Solution: "this error should not affect the predictions" #28

Please let me know if you have a solution for (1). How critical are (2) and (3)? Please let me know. Thank you!

Hi @ponomarevsy,

Thank you for your interest in using resmico and reporting issues!
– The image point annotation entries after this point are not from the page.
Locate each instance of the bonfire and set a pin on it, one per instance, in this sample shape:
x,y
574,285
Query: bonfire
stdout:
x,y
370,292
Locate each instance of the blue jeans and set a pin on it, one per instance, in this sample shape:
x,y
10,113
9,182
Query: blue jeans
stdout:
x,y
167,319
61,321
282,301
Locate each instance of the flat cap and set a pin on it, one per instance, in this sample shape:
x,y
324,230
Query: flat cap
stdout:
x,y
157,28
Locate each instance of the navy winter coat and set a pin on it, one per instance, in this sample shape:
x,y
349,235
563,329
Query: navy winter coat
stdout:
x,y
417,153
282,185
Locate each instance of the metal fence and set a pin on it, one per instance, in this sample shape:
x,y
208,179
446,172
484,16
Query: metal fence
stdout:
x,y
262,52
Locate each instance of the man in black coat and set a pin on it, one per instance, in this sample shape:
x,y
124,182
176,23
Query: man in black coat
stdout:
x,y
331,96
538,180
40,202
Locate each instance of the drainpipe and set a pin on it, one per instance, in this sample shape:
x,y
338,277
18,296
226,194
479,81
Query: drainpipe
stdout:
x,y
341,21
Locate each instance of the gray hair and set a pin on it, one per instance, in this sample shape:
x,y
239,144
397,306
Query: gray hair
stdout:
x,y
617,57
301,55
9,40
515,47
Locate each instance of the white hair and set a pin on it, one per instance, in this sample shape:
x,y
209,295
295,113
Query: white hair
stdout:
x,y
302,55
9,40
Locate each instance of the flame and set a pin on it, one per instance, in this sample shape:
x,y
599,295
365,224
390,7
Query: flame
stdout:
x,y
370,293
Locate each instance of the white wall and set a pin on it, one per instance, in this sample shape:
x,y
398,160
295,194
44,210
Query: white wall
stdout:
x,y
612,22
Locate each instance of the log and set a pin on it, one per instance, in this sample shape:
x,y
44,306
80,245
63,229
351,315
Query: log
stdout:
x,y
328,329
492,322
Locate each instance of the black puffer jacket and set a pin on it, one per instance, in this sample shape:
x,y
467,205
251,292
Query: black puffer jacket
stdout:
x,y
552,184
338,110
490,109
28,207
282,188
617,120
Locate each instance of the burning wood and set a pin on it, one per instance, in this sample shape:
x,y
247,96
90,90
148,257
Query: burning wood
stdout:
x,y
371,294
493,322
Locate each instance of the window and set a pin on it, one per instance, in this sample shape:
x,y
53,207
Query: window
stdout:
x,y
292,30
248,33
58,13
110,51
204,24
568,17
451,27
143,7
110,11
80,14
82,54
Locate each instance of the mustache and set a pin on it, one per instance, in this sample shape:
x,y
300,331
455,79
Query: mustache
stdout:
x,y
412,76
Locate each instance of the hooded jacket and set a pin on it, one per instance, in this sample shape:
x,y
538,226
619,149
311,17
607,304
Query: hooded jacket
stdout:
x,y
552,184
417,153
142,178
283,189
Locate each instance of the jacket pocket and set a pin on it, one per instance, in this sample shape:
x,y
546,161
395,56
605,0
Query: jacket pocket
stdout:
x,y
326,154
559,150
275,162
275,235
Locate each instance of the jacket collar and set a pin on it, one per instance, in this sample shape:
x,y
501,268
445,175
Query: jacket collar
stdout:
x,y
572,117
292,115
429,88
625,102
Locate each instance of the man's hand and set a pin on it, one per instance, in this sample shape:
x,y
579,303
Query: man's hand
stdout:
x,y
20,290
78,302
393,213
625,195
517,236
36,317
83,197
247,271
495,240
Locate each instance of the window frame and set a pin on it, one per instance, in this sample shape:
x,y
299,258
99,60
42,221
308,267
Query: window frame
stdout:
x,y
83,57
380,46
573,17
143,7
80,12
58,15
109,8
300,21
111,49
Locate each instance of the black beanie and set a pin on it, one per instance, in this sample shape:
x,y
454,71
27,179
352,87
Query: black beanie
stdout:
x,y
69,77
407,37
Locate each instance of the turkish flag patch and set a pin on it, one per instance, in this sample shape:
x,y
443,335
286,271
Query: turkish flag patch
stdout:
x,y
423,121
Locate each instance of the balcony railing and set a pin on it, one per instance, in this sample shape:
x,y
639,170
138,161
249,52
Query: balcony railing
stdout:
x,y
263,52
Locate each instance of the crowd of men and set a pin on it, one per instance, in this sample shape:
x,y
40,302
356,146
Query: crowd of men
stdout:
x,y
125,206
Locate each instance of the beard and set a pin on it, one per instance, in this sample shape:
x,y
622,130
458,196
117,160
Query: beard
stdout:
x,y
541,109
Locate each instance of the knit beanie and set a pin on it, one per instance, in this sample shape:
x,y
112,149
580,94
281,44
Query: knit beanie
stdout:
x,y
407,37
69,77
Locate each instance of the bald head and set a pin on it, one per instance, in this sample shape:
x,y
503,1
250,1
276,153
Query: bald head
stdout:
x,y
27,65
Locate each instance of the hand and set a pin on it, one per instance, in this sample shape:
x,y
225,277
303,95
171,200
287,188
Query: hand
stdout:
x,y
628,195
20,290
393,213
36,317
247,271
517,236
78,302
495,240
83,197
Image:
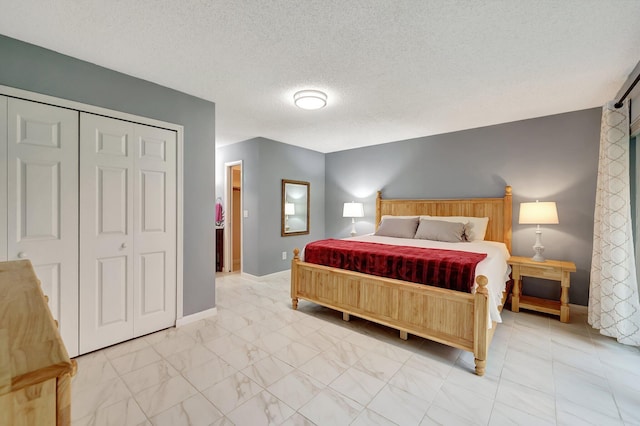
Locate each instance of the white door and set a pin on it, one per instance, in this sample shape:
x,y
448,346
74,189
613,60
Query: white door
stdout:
x,y
106,231
42,219
3,178
154,230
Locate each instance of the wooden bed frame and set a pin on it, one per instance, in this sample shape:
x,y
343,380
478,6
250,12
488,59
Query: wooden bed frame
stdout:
x,y
454,318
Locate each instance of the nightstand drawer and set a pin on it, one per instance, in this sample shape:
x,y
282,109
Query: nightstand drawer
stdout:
x,y
541,271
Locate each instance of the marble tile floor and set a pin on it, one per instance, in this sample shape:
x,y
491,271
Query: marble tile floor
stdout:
x,y
258,362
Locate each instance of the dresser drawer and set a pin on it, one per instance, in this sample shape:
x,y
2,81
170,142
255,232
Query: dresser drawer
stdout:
x,y
550,273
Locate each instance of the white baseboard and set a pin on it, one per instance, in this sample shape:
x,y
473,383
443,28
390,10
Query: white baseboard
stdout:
x,y
265,277
196,317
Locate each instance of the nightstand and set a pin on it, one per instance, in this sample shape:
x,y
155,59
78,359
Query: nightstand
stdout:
x,y
555,270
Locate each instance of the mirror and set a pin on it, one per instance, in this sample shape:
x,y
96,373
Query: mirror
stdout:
x,y
295,208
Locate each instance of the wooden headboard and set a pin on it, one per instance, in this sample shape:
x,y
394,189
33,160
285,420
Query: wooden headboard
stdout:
x,y
498,210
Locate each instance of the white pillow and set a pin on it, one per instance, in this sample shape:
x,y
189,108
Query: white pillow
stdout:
x,y
441,230
384,216
475,227
398,227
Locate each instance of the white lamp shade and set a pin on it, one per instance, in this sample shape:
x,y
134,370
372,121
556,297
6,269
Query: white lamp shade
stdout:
x,y
353,210
289,209
538,213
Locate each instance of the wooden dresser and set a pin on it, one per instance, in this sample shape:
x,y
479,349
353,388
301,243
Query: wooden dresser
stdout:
x,y
35,369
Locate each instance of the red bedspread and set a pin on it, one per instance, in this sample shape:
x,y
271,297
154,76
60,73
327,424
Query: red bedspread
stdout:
x,y
450,269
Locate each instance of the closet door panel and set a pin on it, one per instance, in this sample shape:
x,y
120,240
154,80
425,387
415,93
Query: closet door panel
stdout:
x,y
106,231
3,178
155,229
42,220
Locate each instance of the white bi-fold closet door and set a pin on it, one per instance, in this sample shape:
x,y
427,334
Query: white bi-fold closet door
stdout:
x,y
127,230
39,201
92,202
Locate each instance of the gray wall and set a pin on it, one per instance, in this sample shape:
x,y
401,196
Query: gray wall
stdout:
x,y
32,68
265,164
552,158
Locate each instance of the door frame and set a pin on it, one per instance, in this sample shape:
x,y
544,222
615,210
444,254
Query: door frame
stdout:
x,y
82,107
228,208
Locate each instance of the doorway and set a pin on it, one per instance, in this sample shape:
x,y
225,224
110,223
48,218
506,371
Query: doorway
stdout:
x,y
233,230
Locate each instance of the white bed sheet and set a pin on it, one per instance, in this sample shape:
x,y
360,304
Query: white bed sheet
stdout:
x,y
494,266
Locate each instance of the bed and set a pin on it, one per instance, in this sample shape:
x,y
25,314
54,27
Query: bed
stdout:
x,y
454,318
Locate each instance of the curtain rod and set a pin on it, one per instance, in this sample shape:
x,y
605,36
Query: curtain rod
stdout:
x,y
619,103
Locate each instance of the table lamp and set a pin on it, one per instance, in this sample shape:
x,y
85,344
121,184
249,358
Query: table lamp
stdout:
x,y
538,213
353,210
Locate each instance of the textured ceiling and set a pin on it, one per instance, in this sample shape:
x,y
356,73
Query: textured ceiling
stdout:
x,y
393,70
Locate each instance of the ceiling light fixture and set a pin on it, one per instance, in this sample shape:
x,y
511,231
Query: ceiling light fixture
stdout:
x,y
310,99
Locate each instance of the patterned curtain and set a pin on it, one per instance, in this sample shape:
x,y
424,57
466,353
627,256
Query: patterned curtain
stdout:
x,y
614,303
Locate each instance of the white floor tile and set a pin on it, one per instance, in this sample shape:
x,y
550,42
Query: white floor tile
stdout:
x,y
262,409
258,361
399,406
193,411
158,398
232,392
331,408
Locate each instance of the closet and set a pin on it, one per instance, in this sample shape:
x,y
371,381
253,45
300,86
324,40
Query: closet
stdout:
x,y
92,202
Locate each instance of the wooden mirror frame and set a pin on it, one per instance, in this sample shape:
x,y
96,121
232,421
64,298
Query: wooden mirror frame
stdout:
x,y
284,227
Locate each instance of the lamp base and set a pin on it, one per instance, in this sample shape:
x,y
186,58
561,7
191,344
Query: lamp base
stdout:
x,y
538,248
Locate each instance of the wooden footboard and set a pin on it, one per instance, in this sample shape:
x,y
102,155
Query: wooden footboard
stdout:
x,y
456,319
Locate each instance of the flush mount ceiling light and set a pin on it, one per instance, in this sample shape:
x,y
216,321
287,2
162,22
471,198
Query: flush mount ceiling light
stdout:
x,y
310,99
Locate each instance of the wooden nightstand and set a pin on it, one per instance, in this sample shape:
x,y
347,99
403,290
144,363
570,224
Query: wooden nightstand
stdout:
x,y
555,270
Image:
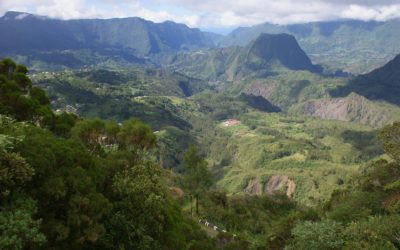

(1) can you please give details on your machine, and how you created an environment and installed resmico? this error happens because cython extension was not compiled. Please have a look at the different installation options https://github.com/leylabmpi/resmico#installation

(2) this error is fixed in one of the latest commits exactly in the way you described
46ca984

(3) is not critical, it doesn't affect model predictions and saving of the results

Hi Olga! Thanks for getting back to me. Actually, I used mamba to install resmico (since conda could NOT resolve all the dependencies well; I should have used pip instead):

Installed Resmico 1.2.2 with Mamba under resmico-1.2.2 environment name:
 
conda create -n resmico-1.2.2 python=3.8
source activate resmico-1.2.2
conda install mamba
mamba install resmico=1.2.2 (should I use 'pip install resmico==1.2.2' instead)
mamba install pytest pytest-console-scripts
 
Installed Samtools:
conda install samtools

(resmico-1.2.2) [appbuild@ai-submit2](master|…)» conda list resmico
# packages in environment at /sysapps/cluster/software/Anaconda3/2022.05/envs/resmico-1.2.2:
#
# Name                    Version                   Build  Channel
resmico                   1.2.2            py38h5cf8b27_1    bioconda

What would you suggest I do now, remove mamba installation and install via pip or start from scratch? Please let me know.